Immigration and Teachers College
Recently, I shared with you Columbia President Lee Bollinger’s response to President Trump’s executive order on immigration. We at TC concur that universities are fundamentally about the open flow of people and ideas and must step forward to object when policies and state action conflict with fundamental values and mission.
In addition, TC has a special imperative when it comes to welcoming immigrants. TC was founded 130 years ago as a College that would prepare teachers to work with immigrant students and their families, who had recently fled poverty, war, and prejudice – and who were still encountering bias and penury. From the start, TC has valued cultural understanding as an essential element of teaching and learning.
Anti-immigrant hysteria was on the rise in 1880 when Grace Dodge created her “kitchen garden” school in Greenwich Village for poor, immigrant women. Two years later, Congress passed the country’s first major anti-immigration law: the Chinese Exclusion Act, which for many years effectively prevented the Chinese from entering the U.S. or becoming citizens. It was in this period that the kitchen school developed into what is now Teachers College.
In 1899, when national politicians, leaders, and journalists were spreading fear about the so-called “Yellow Terror,” TC Dean James Earl Russell developed the nation’s first comparative and international education program.
Rising national sentiment against immigration (primarily of Italians, Eastern European Jews, and Asians) in the early 1920s led to passage of the Immigration Act of 1924, which placed harsh restrictions on the immigration of Southern and Eastern Europeans and Africans, and banned immigration of Arabs and Asians altogether. In signing the act, President Calvin Coolidge said, "America must remain American." It was just at that time that TC Professor Paul Monroe established the Institute for International Education, which quickly led to a doubling of TC’s international student body.
TC has always looked forward, even at times when it seems like the world has taken a step back. We believe that education is always the best hope for a better future, and that we have the resources, the technology, the minds, and the will to keep helping to create a healthier and more just and peaceful world.
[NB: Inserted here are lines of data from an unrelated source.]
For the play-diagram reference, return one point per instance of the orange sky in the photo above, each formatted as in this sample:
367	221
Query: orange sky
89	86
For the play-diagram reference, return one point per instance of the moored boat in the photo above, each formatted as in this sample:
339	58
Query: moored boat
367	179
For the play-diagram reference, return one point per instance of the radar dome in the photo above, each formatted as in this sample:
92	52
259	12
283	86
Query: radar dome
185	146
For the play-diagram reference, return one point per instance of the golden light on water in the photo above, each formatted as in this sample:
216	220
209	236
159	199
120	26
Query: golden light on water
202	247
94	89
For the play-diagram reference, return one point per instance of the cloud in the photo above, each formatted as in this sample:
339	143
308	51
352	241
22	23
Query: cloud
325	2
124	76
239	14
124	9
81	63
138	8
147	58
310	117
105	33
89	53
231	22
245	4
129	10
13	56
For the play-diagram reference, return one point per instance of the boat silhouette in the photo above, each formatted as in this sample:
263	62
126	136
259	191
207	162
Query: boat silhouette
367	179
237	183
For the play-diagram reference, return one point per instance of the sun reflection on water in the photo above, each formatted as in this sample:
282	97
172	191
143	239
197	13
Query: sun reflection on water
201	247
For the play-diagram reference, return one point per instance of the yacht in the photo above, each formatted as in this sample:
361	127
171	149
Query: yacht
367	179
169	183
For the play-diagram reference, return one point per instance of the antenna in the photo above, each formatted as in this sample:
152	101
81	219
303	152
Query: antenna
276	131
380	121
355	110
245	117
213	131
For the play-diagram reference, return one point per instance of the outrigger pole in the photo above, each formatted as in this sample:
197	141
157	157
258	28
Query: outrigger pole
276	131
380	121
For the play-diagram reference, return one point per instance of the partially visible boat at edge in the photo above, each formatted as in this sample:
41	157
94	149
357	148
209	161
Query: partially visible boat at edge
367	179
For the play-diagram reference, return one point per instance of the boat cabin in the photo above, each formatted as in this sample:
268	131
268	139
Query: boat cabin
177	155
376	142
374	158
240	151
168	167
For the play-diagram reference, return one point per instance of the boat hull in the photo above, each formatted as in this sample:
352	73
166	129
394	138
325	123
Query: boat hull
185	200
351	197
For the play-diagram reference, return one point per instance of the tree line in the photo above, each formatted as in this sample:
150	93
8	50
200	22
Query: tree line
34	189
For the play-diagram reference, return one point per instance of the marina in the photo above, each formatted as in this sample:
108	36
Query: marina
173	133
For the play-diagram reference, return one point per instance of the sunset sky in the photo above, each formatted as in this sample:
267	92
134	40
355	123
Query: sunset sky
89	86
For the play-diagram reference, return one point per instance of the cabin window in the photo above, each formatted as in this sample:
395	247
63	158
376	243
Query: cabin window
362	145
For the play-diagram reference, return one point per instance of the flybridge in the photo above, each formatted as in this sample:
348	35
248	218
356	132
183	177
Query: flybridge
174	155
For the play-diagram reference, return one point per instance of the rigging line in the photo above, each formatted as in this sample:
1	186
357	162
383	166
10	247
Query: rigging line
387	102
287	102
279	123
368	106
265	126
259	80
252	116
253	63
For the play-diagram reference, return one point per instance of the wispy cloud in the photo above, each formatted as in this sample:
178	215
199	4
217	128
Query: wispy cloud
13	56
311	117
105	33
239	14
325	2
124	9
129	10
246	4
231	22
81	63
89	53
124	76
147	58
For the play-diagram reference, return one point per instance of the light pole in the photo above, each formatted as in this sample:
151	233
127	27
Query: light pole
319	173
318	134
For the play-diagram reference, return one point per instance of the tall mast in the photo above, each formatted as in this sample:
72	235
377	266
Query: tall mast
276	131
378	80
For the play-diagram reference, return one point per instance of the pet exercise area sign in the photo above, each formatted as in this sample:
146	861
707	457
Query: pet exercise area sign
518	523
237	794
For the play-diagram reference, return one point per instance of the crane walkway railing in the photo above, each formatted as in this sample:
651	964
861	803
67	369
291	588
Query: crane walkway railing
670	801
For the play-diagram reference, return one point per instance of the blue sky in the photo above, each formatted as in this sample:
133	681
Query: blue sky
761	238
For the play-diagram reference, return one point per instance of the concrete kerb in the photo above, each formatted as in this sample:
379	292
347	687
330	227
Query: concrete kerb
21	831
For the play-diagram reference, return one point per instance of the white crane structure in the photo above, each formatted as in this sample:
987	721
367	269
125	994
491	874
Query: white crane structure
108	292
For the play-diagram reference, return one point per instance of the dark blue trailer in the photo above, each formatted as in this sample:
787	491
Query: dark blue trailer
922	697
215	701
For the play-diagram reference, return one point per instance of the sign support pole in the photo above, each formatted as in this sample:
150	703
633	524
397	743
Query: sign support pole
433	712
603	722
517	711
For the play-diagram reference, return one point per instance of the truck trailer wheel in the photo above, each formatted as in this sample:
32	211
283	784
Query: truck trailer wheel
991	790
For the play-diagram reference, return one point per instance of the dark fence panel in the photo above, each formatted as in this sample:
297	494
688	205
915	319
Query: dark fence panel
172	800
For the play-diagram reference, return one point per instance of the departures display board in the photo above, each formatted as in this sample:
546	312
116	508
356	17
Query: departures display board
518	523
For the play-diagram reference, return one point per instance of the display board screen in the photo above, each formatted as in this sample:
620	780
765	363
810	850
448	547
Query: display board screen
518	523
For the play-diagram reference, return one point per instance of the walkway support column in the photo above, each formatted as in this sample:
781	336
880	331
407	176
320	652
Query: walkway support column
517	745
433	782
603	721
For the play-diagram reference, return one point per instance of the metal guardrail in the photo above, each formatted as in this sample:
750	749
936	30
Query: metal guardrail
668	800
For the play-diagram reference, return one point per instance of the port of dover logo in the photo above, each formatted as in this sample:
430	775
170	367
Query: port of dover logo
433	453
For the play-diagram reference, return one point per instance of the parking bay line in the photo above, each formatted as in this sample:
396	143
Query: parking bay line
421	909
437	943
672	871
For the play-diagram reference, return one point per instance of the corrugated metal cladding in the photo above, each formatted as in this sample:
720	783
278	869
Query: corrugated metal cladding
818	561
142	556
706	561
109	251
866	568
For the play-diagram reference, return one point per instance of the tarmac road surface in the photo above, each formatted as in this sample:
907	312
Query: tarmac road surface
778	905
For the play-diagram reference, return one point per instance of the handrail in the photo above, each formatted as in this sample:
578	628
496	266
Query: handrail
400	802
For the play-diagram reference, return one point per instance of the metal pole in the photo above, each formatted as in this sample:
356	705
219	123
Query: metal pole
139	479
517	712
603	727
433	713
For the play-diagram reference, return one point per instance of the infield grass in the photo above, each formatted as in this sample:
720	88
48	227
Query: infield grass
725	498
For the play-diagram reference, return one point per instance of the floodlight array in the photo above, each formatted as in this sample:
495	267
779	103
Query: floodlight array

Our faculty and students will continue to aid global refugees in gaining access to formal education and mental health support. They will continue to advance the awareness and understanding of Islam and other religions and cultures in our classrooms, health clinics, and workplaces. They will maintain their efforts on projects underway to bring into our schools the comprehensive study of the African diaspora and its effect on today’s struggles for racial and social justice. Today, our Bilingual Latina/o Mental Health concentration is the state’s only program offering culturally appropriate training in delivering mental health services in Spanish to Latinas/os. And our online Bilingual Speech Language Pathology advanced certificate program is scheduled to launch in May.
And we will maintain our commitment to doing all we can to ensure the safety of our international students and our educational promise to them. TC’s history and mission bind us to the charge of Grace Dodge to offer everyone in our community not only the education and opportunities they deserve, but also a recognition and embrace of their full-fledged humanity. As James Earl Russell said in memorial tribute to our founder, “Her spirit of consecrated devotion to the alleviation of human suffering and the elevation of human ideals is so incarnated in our institutional life that it must abide with us as her most sacred legacy.”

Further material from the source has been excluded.